Nach einem steilen Abstieg stehen wir plötzlich ein wenig überrascht und wehmütig am Waldrand. Felder und Fachwerkhäuser im Tal blitzen durch die Bäume hindurch: Ich bin ein wenig traurig über das Verlassen der Stille. Auf einer breiten Rothaarsteig-Holzliege sammeln wir unsere Gedanken und geschärften Sinne und blicken über frisch gemähte Wiesen auf Oberhundem – während sich die Hunde hechelnd zwei kühle Gruben im Schatten unter unserem Waldsofa mit Aussicht buddeln. Es ist heiß. Wir bieten ihnen unser letztes Wasser an und gehen durstig und mit schweren Beinen Richtung Zivilisation – durchs Dorf und endlich rein ins Kneippbecken. Es gibt viel zu entdecken rund um den Rothaarsteig. Wir kommen wieder, vielleicht im Winter, wenn die Tannen schneebedeckt sind – so wie es sich gehört im Sauerland.


Diesen Weg sind wir zuletzt im Sommer 2022 gewandert.


Infos zur Rothaarsteig-Spur Oberhundemer Bergtour:

Start/Ziel: Wanderportal/Infozentrum Naturpark Sauerland-Rothaargebirge am Kurpark, Oberhundem (421 Meter) | Länge: 11,6 Kilometer | Dauer: 4 Stunden und 15 Minuten | Profil: Aufstieg/Abstieg 364 Höhenmeter, viele Schotterwege auf der ersten Hälfte des Weges, danach schöne schmale Waldpfade

Schuhe stehen vor einem Kneippbecken

Füße Abkühlen im Kneippbecken am Ende der Wandertour ist wie ein Geschenk.

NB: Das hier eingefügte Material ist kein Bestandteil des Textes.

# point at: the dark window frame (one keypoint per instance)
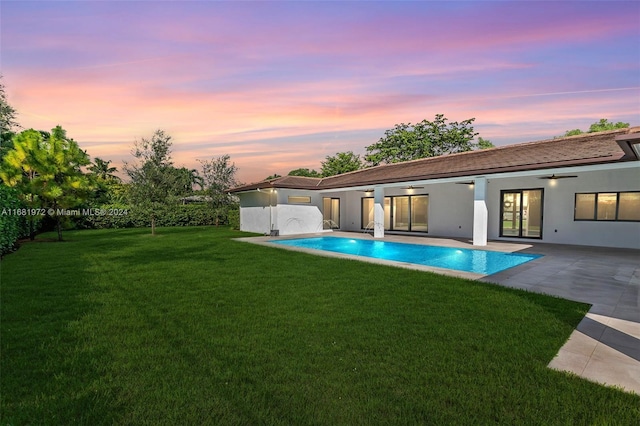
(391, 200)
(521, 191)
(595, 207)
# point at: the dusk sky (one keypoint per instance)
(282, 85)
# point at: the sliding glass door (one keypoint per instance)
(401, 213)
(330, 213)
(521, 213)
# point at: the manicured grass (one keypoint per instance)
(191, 327)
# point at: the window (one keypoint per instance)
(401, 213)
(299, 199)
(521, 213)
(330, 213)
(608, 206)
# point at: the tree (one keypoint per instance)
(185, 179)
(425, 139)
(605, 124)
(599, 126)
(485, 143)
(304, 172)
(104, 178)
(342, 162)
(152, 178)
(8, 123)
(219, 176)
(103, 171)
(47, 171)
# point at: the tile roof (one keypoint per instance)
(588, 148)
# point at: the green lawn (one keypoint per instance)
(190, 327)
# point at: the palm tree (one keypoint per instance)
(101, 170)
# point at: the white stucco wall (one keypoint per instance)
(559, 199)
(451, 207)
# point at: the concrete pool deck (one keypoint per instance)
(605, 346)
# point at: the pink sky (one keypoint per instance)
(282, 85)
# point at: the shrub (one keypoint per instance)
(12, 224)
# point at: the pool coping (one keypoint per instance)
(440, 242)
(605, 346)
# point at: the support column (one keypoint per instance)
(378, 212)
(480, 213)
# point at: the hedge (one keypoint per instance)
(13, 224)
(123, 216)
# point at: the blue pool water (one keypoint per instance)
(476, 261)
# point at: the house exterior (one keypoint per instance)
(581, 190)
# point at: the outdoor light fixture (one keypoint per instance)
(554, 177)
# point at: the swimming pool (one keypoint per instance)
(467, 260)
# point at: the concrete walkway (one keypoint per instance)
(605, 347)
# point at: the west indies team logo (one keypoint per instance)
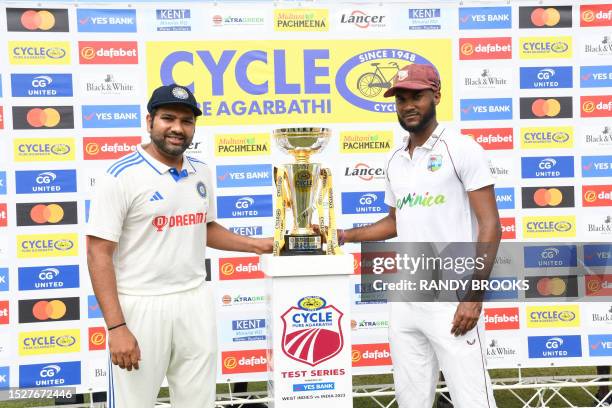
(311, 331)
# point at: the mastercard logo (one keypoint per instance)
(545, 107)
(467, 49)
(45, 310)
(227, 269)
(47, 117)
(230, 363)
(548, 196)
(88, 53)
(549, 17)
(588, 16)
(42, 213)
(588, 106)
(551, 286)
(38, 20)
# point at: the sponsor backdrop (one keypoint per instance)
(530, 82)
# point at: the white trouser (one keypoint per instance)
(422, 344)
(177, 337)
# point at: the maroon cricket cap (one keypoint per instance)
(415, 77)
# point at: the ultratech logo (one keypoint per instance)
(50, 309)
(301, 20)
(547, 197)
(364, 172)
(36, 149)
(597, 196)
(596, 106)
(371, 355)
(549, 227)
(49, 342)
(244, 361)
(502, 318)
(47, 245)
(553, 316)
(108, 52)
(485, 48)
(545, 47)
(492, 138)
(45, 20)
(598, 285)
(49, 213)
(240, 268)
(547, 137)
(549, 17)
(556, 286)
(109, 148)
(363, 20)
(39, 53)
(43, 117)
(366, 141)
(546, 108)
(595, 15)
(166, 222)
(242, 145)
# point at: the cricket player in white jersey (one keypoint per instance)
(151, 218)
(452, 170)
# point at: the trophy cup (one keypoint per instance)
(303, 186)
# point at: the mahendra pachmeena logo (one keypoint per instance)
(363, 79)
(311, 331)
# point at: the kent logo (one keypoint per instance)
(486, 109)
(110, 116)
(106, 21)
(483, 18)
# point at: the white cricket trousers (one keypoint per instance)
(422, 344)
(177, 337)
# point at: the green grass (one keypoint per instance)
(504, 398)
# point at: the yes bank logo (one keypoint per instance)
(486, 109)
(41, 85)
(111, 116)
(364, 203)
(478, 18)
(244, 206)
(546, 77)
(254, 175)
(106, 21)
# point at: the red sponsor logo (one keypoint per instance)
(162, 222)
(597, 196)
(97, 338)
(108, 148)
(508, 227)
(368, 355)
(492, 138)
(596, 106)
(108, 52)
(502, 318)
(485, 48)
(244, 361)
(596, 285)
(3, 216)
(240, 268)
(595, 15)
(4, 312)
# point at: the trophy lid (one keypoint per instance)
(296, 140)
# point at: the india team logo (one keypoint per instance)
(435, 162)
(311, 331)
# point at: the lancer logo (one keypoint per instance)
(311, 331)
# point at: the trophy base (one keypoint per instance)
(302, 244)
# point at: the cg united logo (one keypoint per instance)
(311, 331)
(363, 79)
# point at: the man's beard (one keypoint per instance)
(427, 117)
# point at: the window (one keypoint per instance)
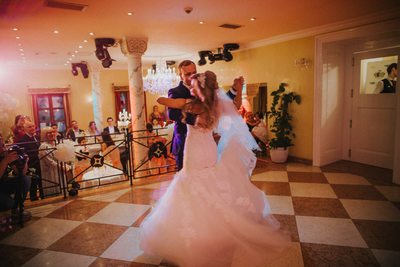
(51, 106)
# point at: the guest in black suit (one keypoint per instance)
(186, 69)
(75, 132)
(111, 128)
(60, 135)
(30, 142)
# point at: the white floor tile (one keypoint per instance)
(119, 213)
(392, 193)
(329, 231)
(42, 211)
(271, 176)
(387, 258)
(298, 167)
(371, 210)
(345, 178)
(107, 197)
(290, 257)
(41, 233)
(312, 190)
(281, 205)
(126, 248)
(59, 259)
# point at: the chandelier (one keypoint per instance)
(161, 78)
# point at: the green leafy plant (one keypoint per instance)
(281, 126)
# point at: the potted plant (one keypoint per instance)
(281, 126)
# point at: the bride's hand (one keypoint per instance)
(177, 103)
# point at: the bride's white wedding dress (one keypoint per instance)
(211, 214)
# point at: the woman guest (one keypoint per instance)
(159, 116)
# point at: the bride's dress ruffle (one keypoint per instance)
(211, 214)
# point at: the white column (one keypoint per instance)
(134, 48)
(96, 95)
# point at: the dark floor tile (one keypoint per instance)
(103, 262)
(288, 225)
(90, 239)
(365, 192)
(397, 204)
(274, 188)
(78, 210)
(320, 207)
(380, 235)
(327, 255)
(142, 196)
(16, 256)
(307, 177)
(375, 175)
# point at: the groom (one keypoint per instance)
(186, 69)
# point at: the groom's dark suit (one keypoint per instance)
(180, 130)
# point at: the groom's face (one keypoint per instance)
(186, 72)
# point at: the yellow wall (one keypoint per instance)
(274, 64)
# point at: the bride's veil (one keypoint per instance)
(231, 126)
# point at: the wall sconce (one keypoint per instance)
(303, 63)
(83, 66)
(102, 52)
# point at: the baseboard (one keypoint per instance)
(299, 160)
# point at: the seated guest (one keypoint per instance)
(157, 115)
(111, 128)
(60, 135)
(110, 151)
(10, 185)
(31, 144)
(74, 132)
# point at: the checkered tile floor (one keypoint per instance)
(344, 214)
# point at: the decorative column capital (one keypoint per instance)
(131, 45)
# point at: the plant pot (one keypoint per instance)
(279, 154)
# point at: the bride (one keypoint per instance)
(211, 214)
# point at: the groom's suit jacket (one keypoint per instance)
(180, 129)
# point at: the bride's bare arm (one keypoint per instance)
(178, 103)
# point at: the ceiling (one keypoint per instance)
(172, 33)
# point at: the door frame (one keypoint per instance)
(351, 37)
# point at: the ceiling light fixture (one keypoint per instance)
(160, 78)
(222, 54)
(83, 66)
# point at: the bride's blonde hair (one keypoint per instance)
(207, 109)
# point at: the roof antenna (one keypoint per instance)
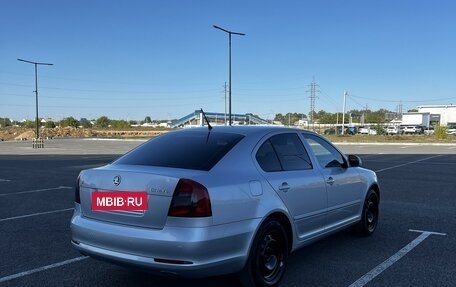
(207, 121)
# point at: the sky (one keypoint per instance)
(164, 59)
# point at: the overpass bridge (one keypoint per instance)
(196, 118)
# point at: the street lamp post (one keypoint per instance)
(36, 91)
(229, 77)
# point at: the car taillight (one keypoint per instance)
(77, 196)
(190, 199)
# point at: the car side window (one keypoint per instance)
(327, 156)
(283, 152)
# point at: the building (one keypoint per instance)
(440, 114)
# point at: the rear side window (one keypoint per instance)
(283, 152)
(188, 150)
(326, 154)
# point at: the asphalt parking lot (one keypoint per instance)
(414, 245)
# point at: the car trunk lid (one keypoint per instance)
(158, 185)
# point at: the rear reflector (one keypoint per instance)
(172, 261)
(190, 199)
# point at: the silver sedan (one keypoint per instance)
(234, 199)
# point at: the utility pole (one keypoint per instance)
(343, 112)
(313, 95)
(225, 90)
(229, 77)
(36, 91)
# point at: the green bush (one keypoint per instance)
(440, 132)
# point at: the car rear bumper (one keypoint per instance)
(182, 251)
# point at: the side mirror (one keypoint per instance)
(354, 160)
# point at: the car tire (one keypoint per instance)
(369, 218)
(268, 255)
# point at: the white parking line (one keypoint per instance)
(35, 214)
(407, 163)
(26, 273)
(393, 259)
(36, 190)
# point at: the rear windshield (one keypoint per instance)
(188, 150)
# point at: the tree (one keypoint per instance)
(103, 122)
(85, 123)
(69, 122)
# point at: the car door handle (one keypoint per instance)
(284, 187)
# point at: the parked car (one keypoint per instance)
(413, 130)
(367, 131)
(429, 130)
(224, 200)
(393, 130)
(451, 129)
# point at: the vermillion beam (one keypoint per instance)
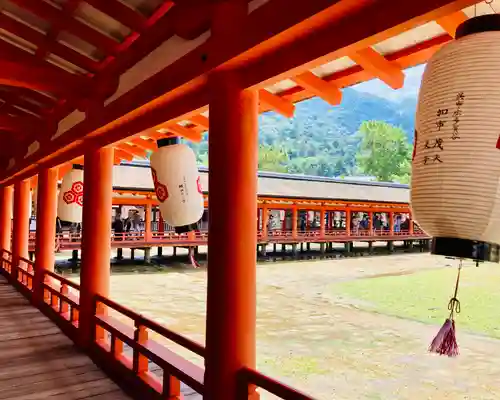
(200, 120)
(379, 66)
(325, 90)
(135, 151)
(145, 144)
(21, 223)
(276, 103)
(120, 12)
(55, 16)
(450, 22)
(6, 197)
(178, 89)
(46, 214)
(96, 237)
(179, 130)
(63, 170)
(41, 77)
(39, 39)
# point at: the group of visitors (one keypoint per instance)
(133, 223)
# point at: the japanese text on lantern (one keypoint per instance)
(443, 115)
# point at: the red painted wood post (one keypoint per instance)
(148, 210)
(370, 223)
(21, 220)
(295, 213)
(348, 221)
(96, 237)
(6, 198)
(233, 154)
(410, 224)
(46, 213)
(322, 223)
(265, 222)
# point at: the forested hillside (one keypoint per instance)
(325, 140)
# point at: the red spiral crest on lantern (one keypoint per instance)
(77, 187)
(160, 189)
(75, 194)
(69, 197)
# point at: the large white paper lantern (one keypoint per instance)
(455, 194)
(70, 198)
(177, 184)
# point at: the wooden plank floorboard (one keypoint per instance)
(37, 361)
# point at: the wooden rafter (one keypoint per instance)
(59, 18)
(277, 103)
(450, 22)
(379, 66)
(259, 64)
(325, 90)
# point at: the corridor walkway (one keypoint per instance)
(37, 361)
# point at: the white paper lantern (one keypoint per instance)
(177, 185)
(70, 198)
(455, 194)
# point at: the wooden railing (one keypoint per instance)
(138, 239)
(63, 297)
(249, 377)
(25, 273)
(112, 334)
(132, 346)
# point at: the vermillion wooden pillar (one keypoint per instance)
(294, 222)
(21, 223)
(46, 213)
(265, 221)
(232, 240)
(96, 236)
(348, 222)
(6, 197)
(148, 209)
(322, 222)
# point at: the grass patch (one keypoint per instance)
(424, 296)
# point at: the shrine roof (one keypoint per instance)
(137, 176)
(77, 74)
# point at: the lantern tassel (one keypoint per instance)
(194, 263)
(445, 342)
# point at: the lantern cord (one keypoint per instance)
(490, 3)
(454, 303)
(193, 261)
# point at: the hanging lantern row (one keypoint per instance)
(177, 184)
(70, 199)
(455, 190)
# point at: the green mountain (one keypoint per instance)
(321, 139)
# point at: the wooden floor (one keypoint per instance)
(37, 361)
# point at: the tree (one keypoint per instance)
(272, 159)
(384, 152)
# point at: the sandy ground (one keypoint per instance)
(322, 344)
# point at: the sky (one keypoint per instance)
(380, 89)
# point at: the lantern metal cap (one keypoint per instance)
(465, 248)
(167, 141)
(186, 228)
(482, 23)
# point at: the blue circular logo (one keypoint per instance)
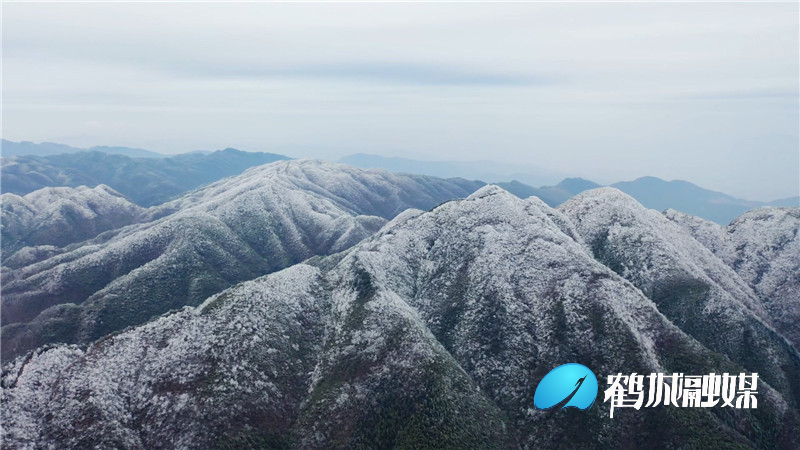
(567, 386)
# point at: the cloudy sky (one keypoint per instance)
(706, 92)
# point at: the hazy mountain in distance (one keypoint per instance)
(432, 333)
(490, 171)
(654, 193)
(552, 195)
(763, 247)
(61, 216)
(146, 181)
(789, 201)
(236, 229)
(691, 286)
(10, 148)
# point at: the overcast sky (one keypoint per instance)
(611, 91)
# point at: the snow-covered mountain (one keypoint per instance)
(433, 332)
(61, 216)
(234, 230)
(146, 181)
(692, 287)
(763, 247)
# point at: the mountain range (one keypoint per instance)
(430, 330)
(11, 148)
(181, 252)
(145, 181)
(150, 181)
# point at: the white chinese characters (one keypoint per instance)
(683, 391)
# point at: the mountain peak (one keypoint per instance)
(488, 190)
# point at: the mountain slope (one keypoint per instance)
(146, 181)
(691, 286)
(434, 332)
(237, 229)
(658, 194)
(62, 216)
(654, 193)
(10, 148)
(478, 170)
(552, 195)
(763, 247)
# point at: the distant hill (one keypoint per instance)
(10, 148)
(475, 170)
(654, 193)
(145, 181)
(552, 195)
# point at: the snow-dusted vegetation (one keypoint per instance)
(432, 332)
(61, 216)
(763, 247)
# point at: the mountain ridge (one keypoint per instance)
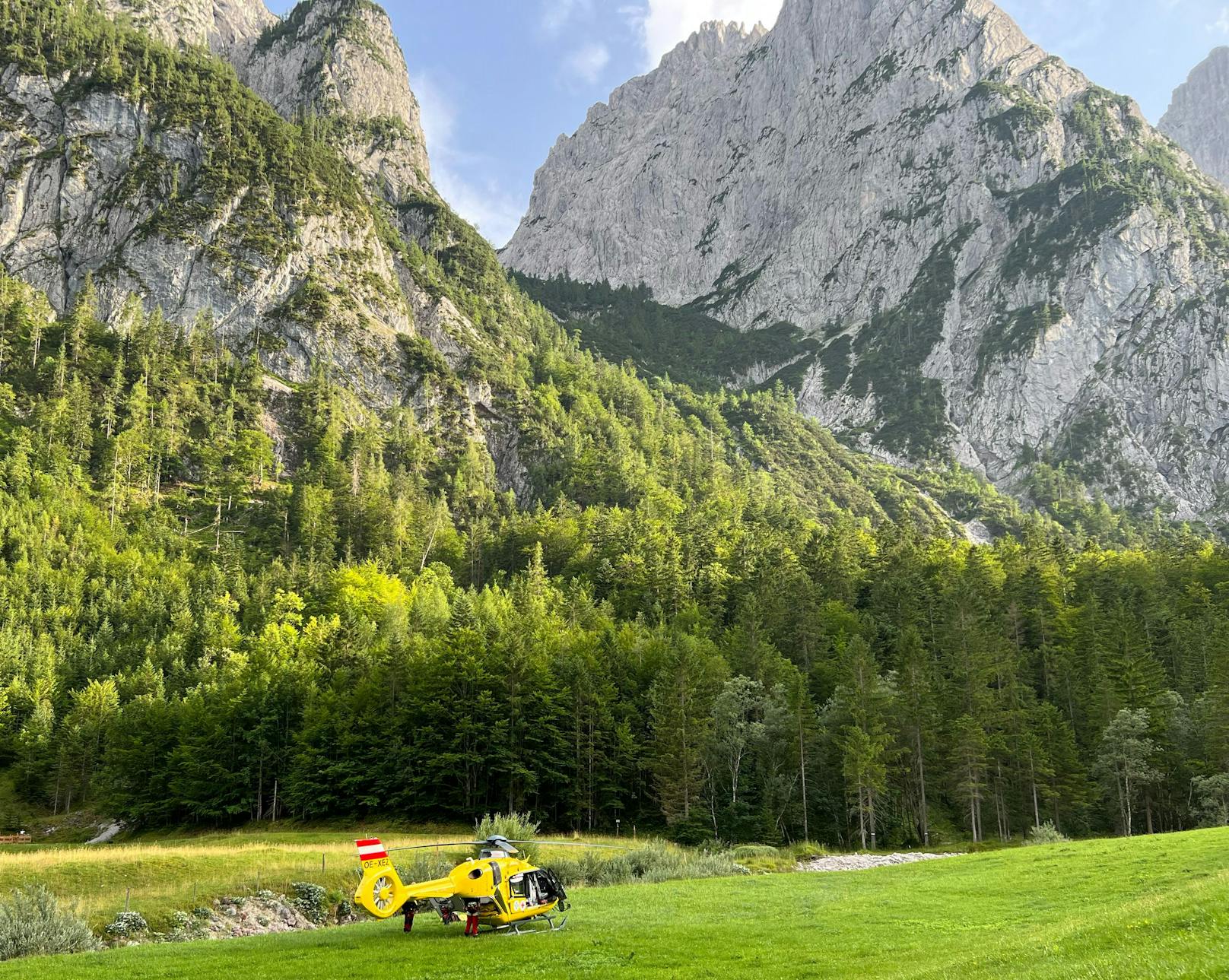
(1196, 116)
(922, 177)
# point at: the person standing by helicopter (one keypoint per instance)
(471, 920)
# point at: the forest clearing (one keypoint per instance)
(1141, 906)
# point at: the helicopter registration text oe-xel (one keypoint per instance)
(496, 890)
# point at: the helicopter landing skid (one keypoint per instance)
(530, 926)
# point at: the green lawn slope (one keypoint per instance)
(1143, 908)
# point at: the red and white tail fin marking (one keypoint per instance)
(370, 848)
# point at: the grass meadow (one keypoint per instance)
(1143, 908)
(163, 874)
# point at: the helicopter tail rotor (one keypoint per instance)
(381, 892)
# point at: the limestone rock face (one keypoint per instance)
(337, 60)
(1199, 117)
(341, 59)
(1003, 262)
(86, 181)
(224, 26)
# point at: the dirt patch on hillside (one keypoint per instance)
(867, 861)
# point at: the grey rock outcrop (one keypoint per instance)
(339, 59)
(1003, 261)
(1199, 116)
(227, 27)
(87, 176)
(335, 60)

Markierungen am Rothaarsteig: Der Rothaarsteig Hauptweg von Brilon nach Dillenburg ist mit einem weißen, liegenden R auf rotem Grund gezeichnet. Die Zu- und Abgangswege des Rothaarsteigs sind mit einem schwarzen, liegenden R auf gelbem Grund markiert. Die Rundwanderwege, die sogenannten Rothaarsteig-Spuren, sind mit einem weißen, liegenden R auf schwarzem Grund gekennzeichnet.

Anfahrt: Mit dem Auto aus Köln rund 105 Kilometer über A4 in Richtung Olpe, Ausfahrt Krombach, Richtung Kirchhundem bis Oberhundem, Parken am Haus des Gastes (Kurpark) | ÖPNV: Bis Altenhundem mit der Bahn, Bus R36 nach Oberhundem

Einkehren: Alpenhaus, Familie Frank Tauscher, Alpenhaus 1, 57399 Kirchhundem, www.alpenhaus.de | Gasthof zu den Linden (Brüggemanns), Familie Greitemann, Hauptstraße 15, 57399 Kirchhundem-Oberhundem, 02723/72625, www.gasthof-zu-den-linden.de | Landgaststätte Zum Rothaarsteig, Familie Tillmann, Schwartmecke 28, 57399 Kirchhundem-Schwartmecke, 02723-688322, www.gaststaette-rothaarsteig.de

Übernachten: Alpenhaus, www.alpenhaus.de, Pension Oberhundem, eine ganze Reihe von Unterkünften am Rothaarsteig unter www.rothaarsteig.de/rothaarsteig/ukv

Sehenswürdigkeiten: Oberhundemer Klippen, Schloss Adolfsburg, barockes Wasserschloss am Ortseingang von Oberhundem (Privatbesitz, kann nur von außen bewundert werden), aber es gibt Ferienwohnungen im Schloss, schloss-adolphsburg.de

Allgemeine Infos zum gesamten Rothaarsteig:

Start/Ziel: Brilon-Marktplatz / Dillenburg | Länge: 154,7 Kilometer | Profil: 3064m Aufstieg, 3291m Abstieg, Qualitätsweg Wanderbares Deutschland, Ganzjahreswanderweg, der auch im Schnee bewandert werden kann. | Tipp: Es gibt 13 Rothaarsteig-Spuren, die als Rundwanderwege am Rothaarsteig angelegt sind.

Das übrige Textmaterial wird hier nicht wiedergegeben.